As she looked down at it she said, ‘I would love a Christmas wedding in Swallowbrook, Nathan, to be married in the village church with the bells ringing out across the snow that hopefully will have fallen to complete the day.’

He took her in his arms again and it felt like coming home after a long journey. Tears glistened on her lashes as the wonder of the moment took hold of her, and this time they were tears of happiness.

‘You said that you also had something else to tell me,’ she reminded him in the last few moments before they had to separate while Nathan went to collect Toby from his father’s house.

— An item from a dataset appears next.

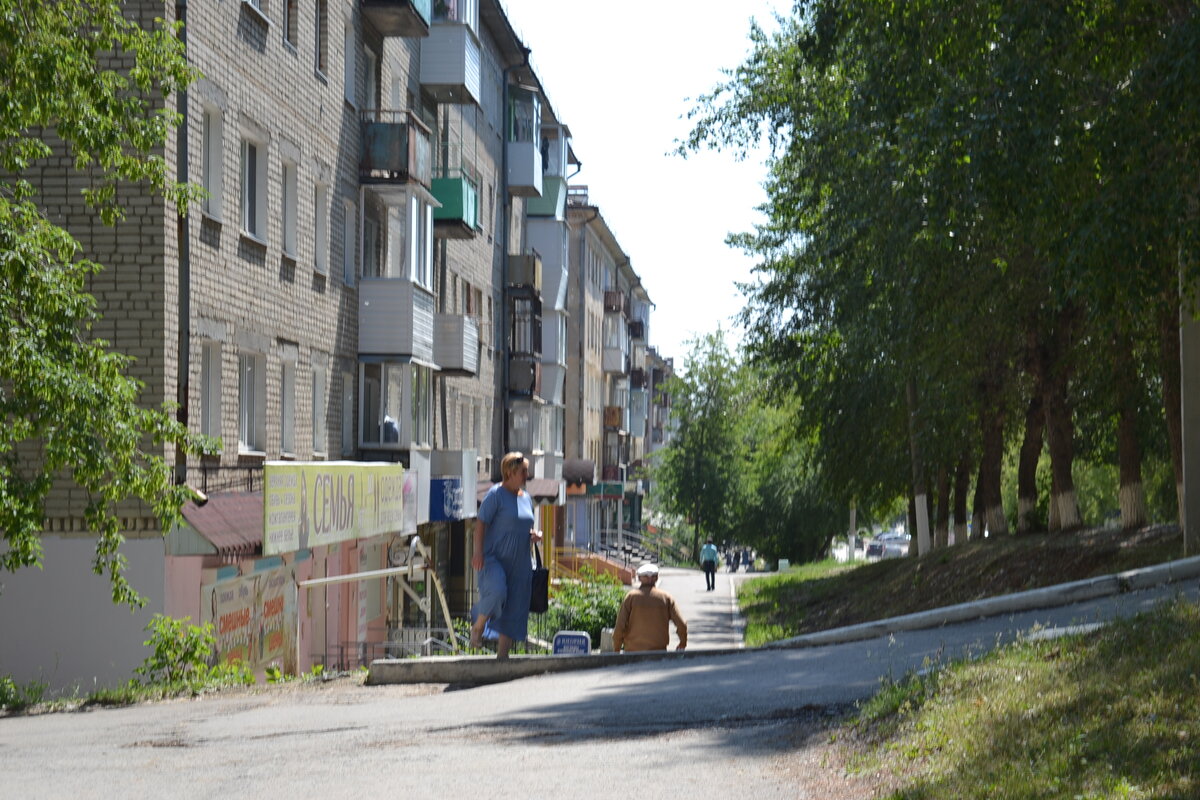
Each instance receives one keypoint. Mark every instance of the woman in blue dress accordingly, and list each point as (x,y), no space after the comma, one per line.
(501,560)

‘It’s just an idea that has been in my mind ever since I saw the house on the island, and I’ve followed it up by asking if it is available to rent for the Christmas period, and it is. So how would you like us to have our wedding reception there? Many of our guests will have their own boats and we could hire something bigger to transport those who haven’t across the lake?’

‘That would be magical,’ she cried. ‘Shall I ask the vicar if he can call round this evening to talk about the arrangements? He was saying only yesterday that he was disappointed that no one was planning a Christmas wedding, so he will be pleased to hear our news.’

The ring on her finger did not escape the notice of the surgery staff when she got into work later that morning and congratulations came from all sides. Nathan had told his father their good news when he’d gone to pick Toby up, and John called at the surgery during the morning to express his delight to his prospective daughter-in-law.

‘You’d better tell your father to bring his best suit with him if he’s going to be giving his daughter away,’ he said laughingly, and remembering her father’s pleasure when she’d rung him earlier with her news she thought that for once he was happy. Happier than he’d ever been since they’d lost her mother.

The vicar came round that evening as requested, and was, of course, delighted to hear that he was going to have a Christmas wedding in his church after all, and by the time he was ready to go the foundations of a wedding ceremony to take place on the morning of Christmas Eve had been laid.

‘The main formality is that the banns, which are in the form of giving notice to anyone and everyone that a wedding has been arranged, must be read three times on three separate Sundays in a church before it can take place,’ he told them. ‘The rest of the procedure you will already know, I’m sure.

‘December the twenty-fourth will be a special day for the folks of Swallowbrook this year,’ he said as he was leaving. ‘Two of its own marrying on that day, and both of them doctors from the health centre that is one of the main focal points of the village.’

Toby was fast asleep upstairs and when the vicar had gone they went up and stood by his bed. As they looked down at him Libby said, ‘I wasn’t wrong about us being in the baby business, Nathan. I’ve done a test and I’m pregnant.’

‘Life is getting more wonderful by the minute,’ he said chokingly. ‘It wasn’t so long ago that I wasn’t sure if I would ever have children of my own because they would have had to have you as their mother and at the time the chances of that weren’t looking good.’

‘I was having the very same thoughts,’ she told him, ‘that if ever I had any children they would have to be yours.’

They sat talking long into the night, making plans, dreaming dreams, and amongst them was the idea of making the two cottages into one.

The invitations had been sent, the details of the music they wanted given to the vicar, and the banns were being read. Libby’s father would give her away. Hugo was to be Nathan’s best man and Toby a pageboy.

Libby’s best friend Melissa was cast in the role of matron of honour, and Keeley, a friend she’d always kept in touch with since they’d been at medical school, was to be a bridesmaid.